Switching from general purpose instruction set to AVX turned out to be quite complex. But it comes with a benefit of further reduction in running time by 15-30% compared to 64-bit version:

	cpe (N=320)	cpe (N=2112)	cpe (N=46400)
…	…	…	…
Vec32	0.85	0.85	0.89
Vec64	0.76	0.74	0.80
Vec256	0.44	0.49	0.68

This trend should continue with increase in vector size, provided that performance is not stuck in memory access and that latency of longer-vector instructions is the same as of their shorter counterparts. Unfortunately, vector sizes can’t be increased indefinitely. In the majority of horizontal vector instructions, such as shuffle, every element of the output register depends on every element of the input register. Such logic requires O(log(n)) stages of digital circuitry, which increases latency and hence defeats the purpose of increasing vector size. We already saw that shuffle in fact is not a purely 256-bit horizontal SIMD instruction, but a pair of simultaneously executing 128-bit shuffles. For CPUs, it is quite unrealistic that vector instructions will be increased from 512 (provided by AVX-512) to longer values.

Buffering output [0.35]

Although performance has improved, thorough observation of PMU counters reveals that memory subsystem is again the bottleneck and not the SIMD code.
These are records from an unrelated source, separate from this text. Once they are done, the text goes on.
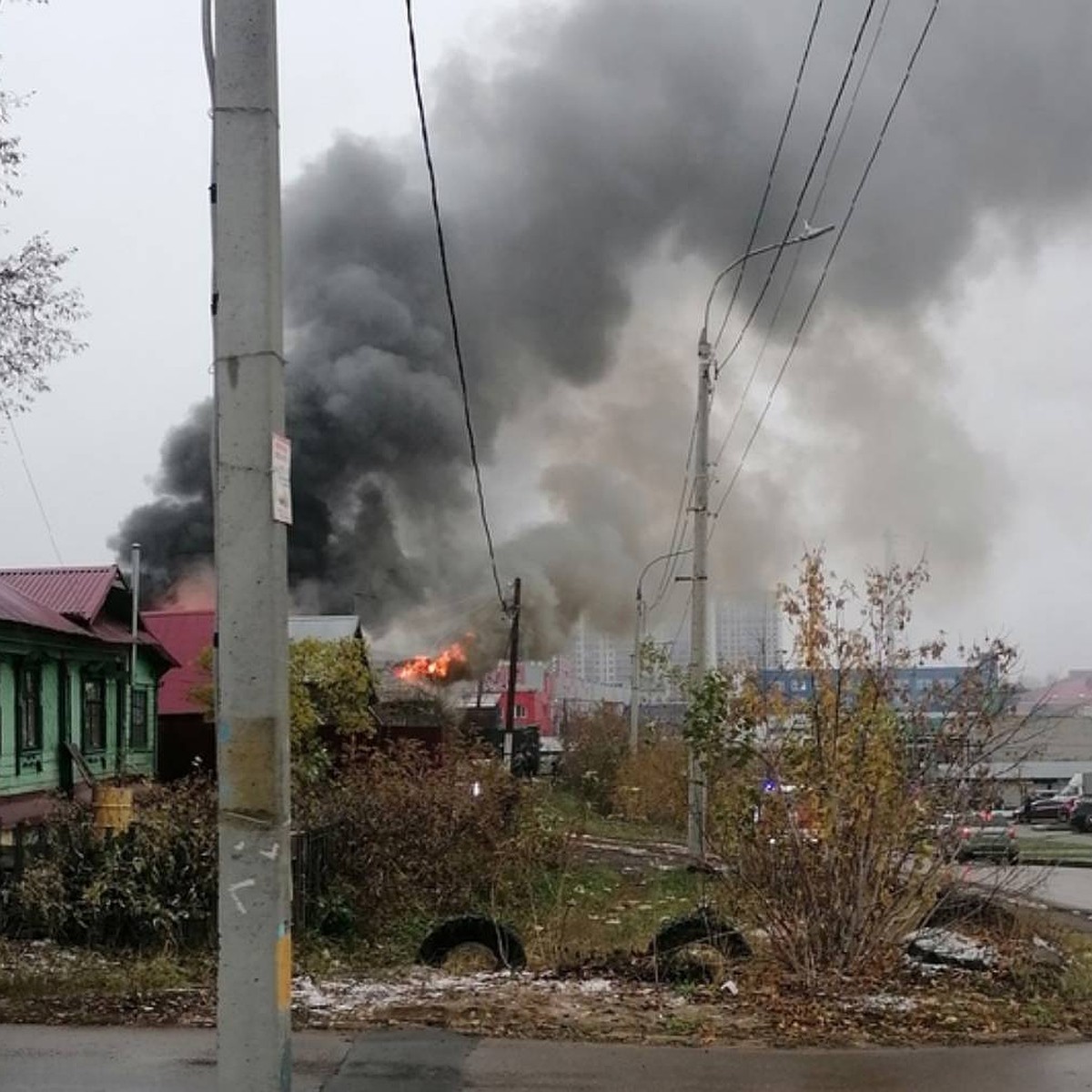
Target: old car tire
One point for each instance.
(496, 937)
(702, 927)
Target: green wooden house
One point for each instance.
(69, 713)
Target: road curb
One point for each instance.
(1053, 862)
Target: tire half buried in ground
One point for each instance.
(700, 927)
(497, 938)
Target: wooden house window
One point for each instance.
(94, 714)
(137, 734)
(28, 708)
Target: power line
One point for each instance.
(830, 257)
(774, 168)
(34, 489)
(451, 305)
(812, 217)
(804, 188)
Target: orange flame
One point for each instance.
(447, 664)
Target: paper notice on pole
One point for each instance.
(282, 479)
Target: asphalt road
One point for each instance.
(59, 1059)
(140, 1059)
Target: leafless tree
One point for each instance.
(37, 311)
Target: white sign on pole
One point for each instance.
(282, 479)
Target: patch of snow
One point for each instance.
(948, 948)
(888, 1003)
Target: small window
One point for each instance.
(137, 737)
(30, 709)
(94, 714)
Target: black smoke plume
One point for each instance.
(621, 143)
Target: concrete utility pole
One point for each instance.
(699, 637)
(251, 509)
(513, 664)
(699, 651)
(634, 682)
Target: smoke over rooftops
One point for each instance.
(592, 180)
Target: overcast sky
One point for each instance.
(117, 140)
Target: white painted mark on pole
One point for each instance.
(235, 888)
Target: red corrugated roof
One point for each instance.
(75, 596)
(16, 607)
(77, 593)
(185, 634)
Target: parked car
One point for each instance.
(1080, 816)
(989, 835)
(1049, 807)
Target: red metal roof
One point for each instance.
(185, 634)
(16, 607)
(77, 593)
(75, 598)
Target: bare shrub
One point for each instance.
(651, 784)
(420, 839)
(152, 887)
(824, 802)
(595, 747)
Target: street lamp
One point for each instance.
(634, 685)
(699, 652)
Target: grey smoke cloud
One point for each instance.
(612, 136)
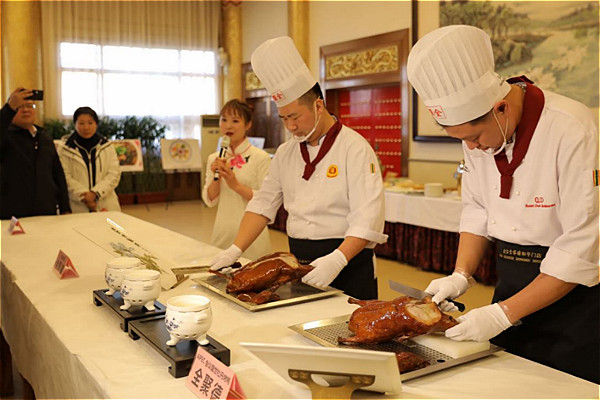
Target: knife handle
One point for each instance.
(461, 307)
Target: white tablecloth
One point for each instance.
(441, 213)
(68, 348)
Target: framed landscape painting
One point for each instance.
(553, 43)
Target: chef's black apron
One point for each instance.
(563, 335)
(357, 279)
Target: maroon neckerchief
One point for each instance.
(310, 166)
(533, 104)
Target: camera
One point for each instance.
(37, 95)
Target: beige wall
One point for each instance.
(261, 20)
(333, 22)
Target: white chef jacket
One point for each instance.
(343, 197)
(232, 205)
(553, 201)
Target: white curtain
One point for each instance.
(182, 25)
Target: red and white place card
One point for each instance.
(63, 267)
(15, 228)
(209, 378)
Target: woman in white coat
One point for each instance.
(233, 178)
(91, 166)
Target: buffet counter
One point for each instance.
(66, 347)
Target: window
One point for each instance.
(173, 86)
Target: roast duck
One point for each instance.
(405, 317)
(256, 282)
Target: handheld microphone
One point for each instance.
(224, 145)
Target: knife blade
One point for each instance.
(418, 294)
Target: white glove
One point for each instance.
(480, 324)
(225, 259)
(326, 269)
(448, 287)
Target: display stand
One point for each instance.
(331, 392)
(181, 356)
(126, 316)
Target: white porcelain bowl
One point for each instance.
(113, 273)
(188, 317)
(140, 288)
(434, 190)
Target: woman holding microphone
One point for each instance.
(235, 173)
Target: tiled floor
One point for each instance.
(194, 219)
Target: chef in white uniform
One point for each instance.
(531, 158)
(326, 177)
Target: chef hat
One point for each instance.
(279, 66)
(452, 70)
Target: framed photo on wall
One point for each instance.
(553, 43)
(425, 17)
(129, 153)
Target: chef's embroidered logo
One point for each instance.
(539, 202)
(437, 112)
(278, 95)
(332, 171)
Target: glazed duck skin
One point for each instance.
(266, 273)
(378, 321)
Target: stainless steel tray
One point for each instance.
(290, 293)
(325, 332)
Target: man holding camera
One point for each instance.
(32, 178)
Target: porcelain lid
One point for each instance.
(189, 302)
(123, 263)
(141, 275)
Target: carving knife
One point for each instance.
(419, 294)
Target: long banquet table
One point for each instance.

According to resource_stalls.sb counter, there are almost 16 stall cycles per each 64 bytes of input data. Values in the table were collected by transposing three matrices of N=46400.

	[unit]	Total	Per 64 bytes
resource_stalls.sb	cycles	1,600,415,891	15.858
offcore_requests.demand_rfo	events	101,634,381	1.007
offcore_requests_outstanding.cycles_with_demand_rfo	cycles	3,645,717,723	36.125

Memory and the execution are the most common culprits of suboptimal performance. One of them is always the bottleneck. Fixing memory issues makes execution the bottleneck, and optimizing execution uncovers more issues with memory. This process can be repeated many times up to the point when both are working close to their theoretical limits.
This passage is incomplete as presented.